I had been watching some issues around this, but lost track, so I'm very excited to see it is available now! This makes Deno _very appealing_ for a wide range of tasks where FFI is a small but non-negotiable necessity (places where I would use Python's ctypes, for example tooling around C libraries; such tooling becomes much more complicated if another toolchain and compilation step is required before lib can be called from a script).

So what's Deno's stdlib principle:

    1. you got pretty much 80% of what you will need from the std libraries for a mid-size 'normal' application(similar to glibc, libstdcpp, go stdlib, python's stdlib)
    2. you got a small stdlib than usual(rust's stdlib), the rest you use cargo and good luck with that
    3. you grab whatever you need(node.js, you have no idea about the 500 modules npm just installed)
I prefer No.1 here.
Isn't the scope of the standard library of C and C++ close to the scope of the Rust standard library (an thus much smaller than python's)?
nope, I was told rust prefers to a light stdlib approach.
C and C++ also have light stdlibs from my point of view, just like Rust.

Rust has collections, strings and algorithms manipulating these. It supports synchronous IO (files and network) and can work with threads/processes. It lacks async IO, higher level network protocols (e.g. HTTP and TLS), regex, advanced unicode support, serialization, UUIDs, GUI, linear algebra/vectors, logging, encoding, time, randomness, command line parsing, cryptography, compression.
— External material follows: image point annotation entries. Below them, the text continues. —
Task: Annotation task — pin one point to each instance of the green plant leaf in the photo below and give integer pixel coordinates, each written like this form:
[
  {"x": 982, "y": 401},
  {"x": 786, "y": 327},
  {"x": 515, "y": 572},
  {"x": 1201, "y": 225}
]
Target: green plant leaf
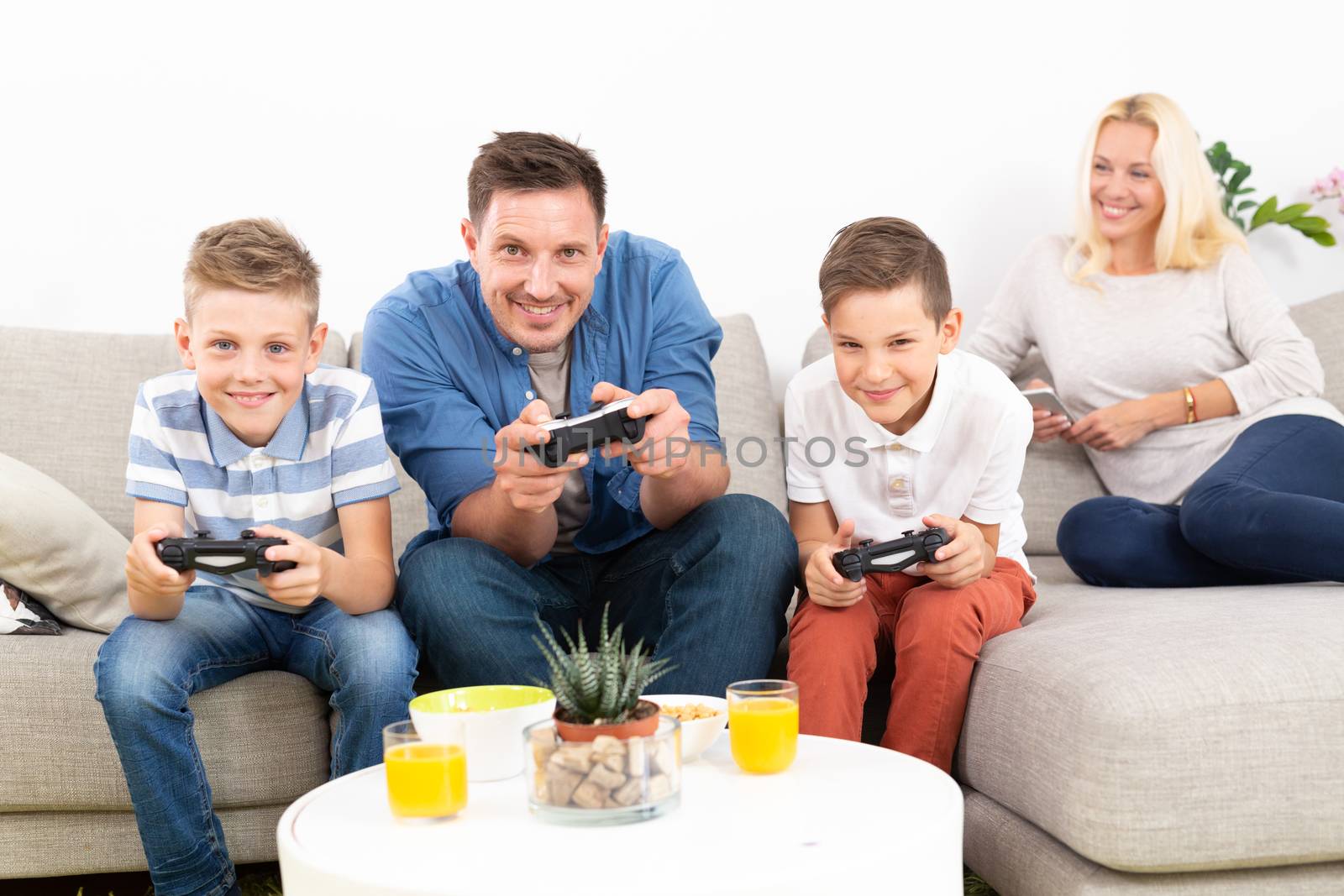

C++ has reasonable randomness and time support, but apart from that Rust isn't far behind.

It's definitely No.1.
That built in linter leaves a lot to be desired. If you're a big big fan of being told how your code should be formatted, then it's a good fit. however, if you're the slightest bit opinionated, you still have to implement ESLint and jump through those hoops.
Right. Personally, I don't think any opinion is more correct than any other in regards to code formatting, so, consistently and collectively choosing one and going forward with it is the way.